States and federal agencies how have just 11 months to go before millions of uninsured people are supposed to be able to start signing up for coverage.
There are hurdles in the way.
Republican governors who derided “Obamacare” will now have to decide whether they somehow can join the team. And the administration could stumble under the sheer strain of carrying out the complex legislation, or get tripped up if budget talks with Congress lead to scaling back the plan.
“The clarity brought about by the election is critical,” said Andrew Hyman of the nonpartisan Robert Wood Johnson Foundation. “We are still going to be struggling through the politics, and there are important policy hurdles and logistical challenges. But we are on a very positive trajectory.” Hyman oversees efforts to help states carry out the law.
In the two years since passage of PPACA, the Obama administration has been consumed with planning and playing political defense. Now it must execute.
States must notify Washington a week from Friday whether they will be setting up new health insurance markets, called exchanges, in which millions of households and small businesses will shop for private coverage.
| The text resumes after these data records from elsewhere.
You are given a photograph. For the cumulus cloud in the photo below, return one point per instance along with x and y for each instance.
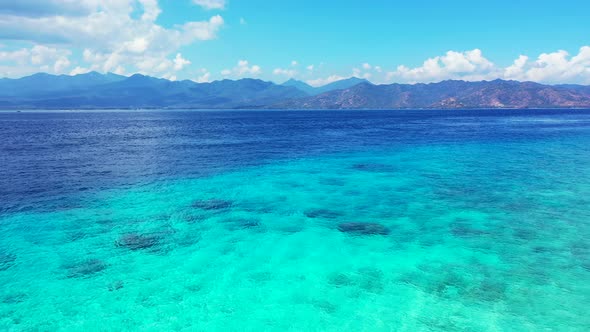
(116, 35)
(204, 76)
(243, 69)
(289, 72)
(210, 4)
(469, 65)
(284, 72)
(555, 67)
(326, 80)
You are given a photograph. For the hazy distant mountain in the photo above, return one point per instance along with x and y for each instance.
(338, 85)
(94, 90)
(448, 94)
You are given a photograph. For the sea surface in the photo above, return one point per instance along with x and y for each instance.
(471, 220)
The U.S. Department of Health and Human Services (HHS) is supposed to run the exchanges in states that aren’t ready or willing.
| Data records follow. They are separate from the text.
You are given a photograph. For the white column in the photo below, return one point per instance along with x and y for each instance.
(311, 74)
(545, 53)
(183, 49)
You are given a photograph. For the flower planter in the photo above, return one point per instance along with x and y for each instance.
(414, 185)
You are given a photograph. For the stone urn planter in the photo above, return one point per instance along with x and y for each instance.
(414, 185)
Open enrollment for exchange plans is scheduled to start Oct. 1, 2013, and coverage will be effective Jan. 1, 2014.
A steadying force within the administration is likely to be HHS Secretary Kathleen Sebelius. The former Kansas governor has said she wants to stay until the law is fully enacted. “I can’t imagine walking out the door in the middle of that,” she told The Kansas City Star during the Democratic convention. Her office declined to comment.
Republicans will be leading more than half the states, so governors are going to be her main counterparts.
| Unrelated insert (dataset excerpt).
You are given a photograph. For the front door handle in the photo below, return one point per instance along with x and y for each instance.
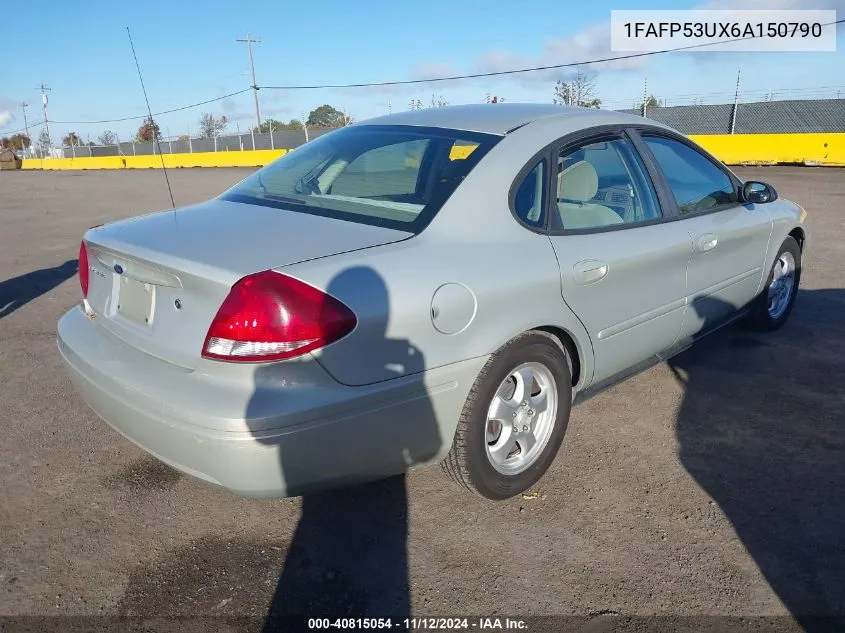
(706, 242)
(589, 271)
Some, like Rick Perry of Texas and Rick Scott of Florida, have drawn a line against helping carry out Obama’s law. In other states, voters have endorsed a hard stance. Missouri voters passed a ballot measure Tuesday that would prohibit establishment of a health insurance exchange unless the Legislature approves. State-level challenges to the federal law will continue to be filed in court.
But other GOP governors have been on the fence, awaiting the outcome of the election. All eyes will be on pragmatists like Chris Christie of New Jersey and Bob McDonnell of Virginia, whose states have done considerable planning of their own to set up exchanges.
“Republican governors are at the center of the health care universe right now,” said Michael Ramlet, health policy director at the American Action Forum, a center-right think tank. “They do not have a uniform position across the board.”
GOP governors are pressing Sebelius on whether the administration will approve partial, less costly Medicaid expansions. There has been no ruling yet.